Les Israéliens ne pouvaient non plus ignorer que des membres de l'OLP étaient partout présents dans les coulisses de la conférence pour assurer la coordination, et qu'une " délégation bis ", constituée de Palestiniens exclus, à la demande d'Israël, de la représentation officielle, avait également fait le voyage de Madrid, avec, parmi eux, Fayçal Husseini.
Qu'ils le veuillent ou non, les délégués israéliens ont achevé dimanche de " distinguer " leurs interlocuteurs palestiniens en soulignant le bon climat de leur rencontre, en dépit de tout ce qui les sépare. Cet aveu de satisfaction, calculé ou non, a presque valeur de légitimation. Les Israéliens semblent donc avoir enfin compris qu'on ne peut rechercher réellement la paix qu'avec ses véritables ennemis, quels qu'ils soient, et qu'on ne peut les choisir.
Il est vrai que, de leur côté, en s'asseyant à la table de négociation, les Palestiniens ont concrètement confirmé leur acceptation de l'existence de l'Etat d'Israël et qu'ils viennent de faire, eux aussi, une concession de taille en admettant d'envisager une autonomie provisoire en Cisjordanie et dans le territoire de Gaza, étape transitoire qu'ils n'avaient cessé de rejeter depuis que cette formule a été proposée en 1978 dans les accords israélo-égyptiens de Camp David.

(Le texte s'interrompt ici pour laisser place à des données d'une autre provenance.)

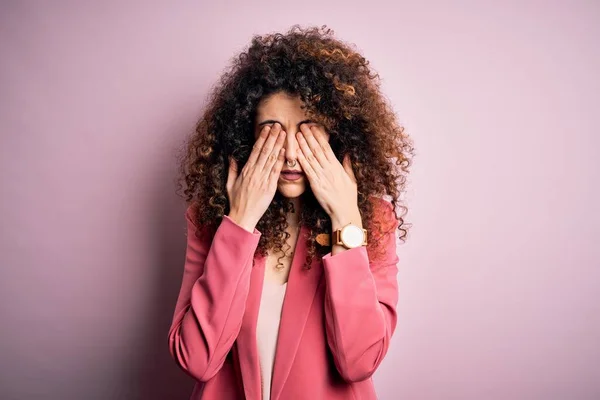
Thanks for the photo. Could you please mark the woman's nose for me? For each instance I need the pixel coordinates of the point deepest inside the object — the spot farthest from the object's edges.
(291, 145)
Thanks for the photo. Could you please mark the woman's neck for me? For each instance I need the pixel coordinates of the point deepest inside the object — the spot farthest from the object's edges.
(294, 217)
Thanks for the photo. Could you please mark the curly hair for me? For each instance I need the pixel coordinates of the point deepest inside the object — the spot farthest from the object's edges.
(338, 90)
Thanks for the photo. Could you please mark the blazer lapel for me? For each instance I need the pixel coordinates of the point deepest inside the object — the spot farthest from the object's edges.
(300, 292)
(246, 341)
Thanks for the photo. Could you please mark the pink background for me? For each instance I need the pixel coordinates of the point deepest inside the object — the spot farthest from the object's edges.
(500, 278)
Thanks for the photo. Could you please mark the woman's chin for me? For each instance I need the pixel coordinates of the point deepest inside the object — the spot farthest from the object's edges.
(291, 189)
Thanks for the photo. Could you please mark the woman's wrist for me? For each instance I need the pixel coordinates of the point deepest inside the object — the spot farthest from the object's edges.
(243, 222)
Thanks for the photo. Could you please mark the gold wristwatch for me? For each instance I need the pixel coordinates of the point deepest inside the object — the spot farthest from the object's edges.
(350, 236)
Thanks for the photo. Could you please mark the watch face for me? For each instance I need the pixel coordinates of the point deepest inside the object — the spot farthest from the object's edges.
(352, 235)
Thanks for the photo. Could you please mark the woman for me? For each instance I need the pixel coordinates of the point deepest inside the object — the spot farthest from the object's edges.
(285, 294)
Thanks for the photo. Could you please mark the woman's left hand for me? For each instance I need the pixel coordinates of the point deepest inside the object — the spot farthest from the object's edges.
(333, 184)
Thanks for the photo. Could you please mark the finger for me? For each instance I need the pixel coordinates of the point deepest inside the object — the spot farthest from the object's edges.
(306, 166)
(277, 167)
(323, 138)
(232, 174)
(311, 146)
(262, 137)
(348, 167)
(267, 148)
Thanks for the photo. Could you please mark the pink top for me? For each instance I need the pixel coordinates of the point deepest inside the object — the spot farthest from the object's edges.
(267, 330)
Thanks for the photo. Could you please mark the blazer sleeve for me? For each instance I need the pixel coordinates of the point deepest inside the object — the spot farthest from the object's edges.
(212, 299)
(360, 304)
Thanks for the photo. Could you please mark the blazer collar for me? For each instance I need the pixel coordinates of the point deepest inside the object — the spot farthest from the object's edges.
(300, 292)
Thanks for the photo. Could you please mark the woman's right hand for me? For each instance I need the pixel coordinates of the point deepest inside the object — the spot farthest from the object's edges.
(251, 191)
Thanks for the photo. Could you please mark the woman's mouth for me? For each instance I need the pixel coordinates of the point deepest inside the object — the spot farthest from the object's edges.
(291, 176)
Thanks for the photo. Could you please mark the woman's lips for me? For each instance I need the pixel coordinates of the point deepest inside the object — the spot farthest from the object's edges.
(291, 176)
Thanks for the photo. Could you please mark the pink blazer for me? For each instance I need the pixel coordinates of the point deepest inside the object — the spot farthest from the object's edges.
(336, 323)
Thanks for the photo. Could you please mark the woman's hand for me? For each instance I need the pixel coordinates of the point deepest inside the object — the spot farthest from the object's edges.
(333, 184)
(251, 191)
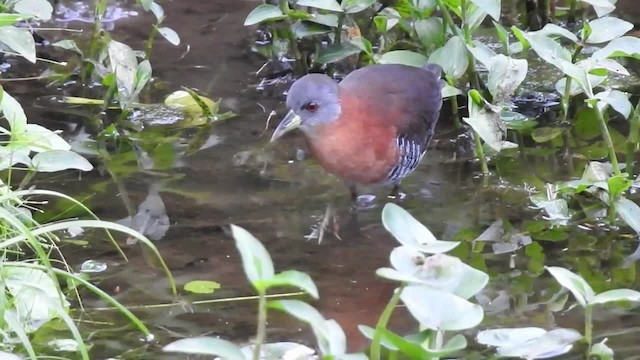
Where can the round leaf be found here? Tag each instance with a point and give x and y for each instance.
(262, 13)
(58, 160)
(256, 261)
(202, 286)
(607, 28)
(410, 232)
(170, 35)
(440, 310)
(207, 346)
(574, 283)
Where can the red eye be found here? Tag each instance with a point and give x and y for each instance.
(312, 107)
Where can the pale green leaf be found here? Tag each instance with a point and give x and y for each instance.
(404, 57)
(264, 12)
(207, 346)
(19, 40)
(601, 7)
(256, 261)
(58, 160)
(331, 5)
(574, 283)
(40, 9)
(410, 232)
(170, 35)
(441, 310)
(616, 295)
(491, 7)
(607, 28)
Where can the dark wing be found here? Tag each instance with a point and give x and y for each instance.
(409, 99)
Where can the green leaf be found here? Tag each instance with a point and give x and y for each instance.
(509, 336)
(303, 29)
(629, 212)
(369, 333)
(554, 343)
(601, 7)
(553, 30)
(487, 123)
(430, 32)
(482, 53)
(410, 232)
(616, 295)
(442, 311)
(58, 160)
(256, 261)
(40, 9)
(618, 100)
(450, 91)
(618, 185)
(207, 346)
(404, 57)
(10, 19)
(296, 279)
(19, 40)
(505, 75)
(331, 5)
(170, 35)
(545, 134)
(264, 12)
(439, 271)
(338, 52)
(38, 139)
(355, 6)
(124, 65)
(601, 351)
(607, 28)
(491, 7)
(68, 45)
(13, 112)
(298, 309)
(202, 286)
(574, 283)
(158, 11)
(452, 57)
(626, 46)
(146, 4)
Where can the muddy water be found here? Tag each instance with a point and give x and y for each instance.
(279, 196)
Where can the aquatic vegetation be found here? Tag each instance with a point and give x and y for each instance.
(435, 287)
(33, 274)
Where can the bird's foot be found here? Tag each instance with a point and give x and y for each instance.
(397, 195)
(364, 202)
(329, 222)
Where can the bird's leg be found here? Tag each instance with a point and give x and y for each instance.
(396, 193)
(330, 218)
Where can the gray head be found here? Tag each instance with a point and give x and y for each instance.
(312, 100)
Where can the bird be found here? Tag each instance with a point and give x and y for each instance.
(371, 128)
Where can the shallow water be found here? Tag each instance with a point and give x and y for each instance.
(267, 189)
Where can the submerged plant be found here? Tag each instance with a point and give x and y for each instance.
(259, 269)
(27, 267)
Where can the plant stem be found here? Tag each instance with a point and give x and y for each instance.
(474, 80)
(149, 44)
(374, 353)
(607, 138)
(480, 153)
(566, 97)
(262, 324)
(588, 327)
(338, 32)
(633, 139)
(435, 341)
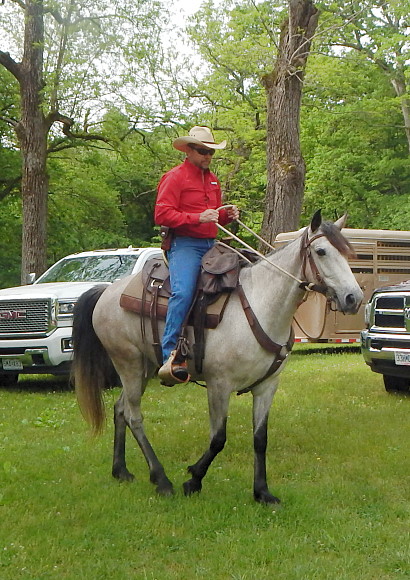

Israéliens et Palestiniens ont fait à Madrid des efforts notables, même si leurs positions restent sur le fond inconciliables pour le moment. Ils ont déjà pris le risque de provoquer la colère des extrémistes des deux camps. Mais c'est la seule voie possible. Il semble que, sous la pression des Etats-Unis, chacun a décidé de faire assaut d'habileté manoeuvrière en essayant de prendre l'autre au piège d'une relative modération. Mais cela vaut beaucoup mieux que la stérile et dangereuse confrontation des intransigeances. Tel est le changement intervenu à Madrid. C'est actuellement le seul résultat de la conférence, mais il n'en est pas moins important.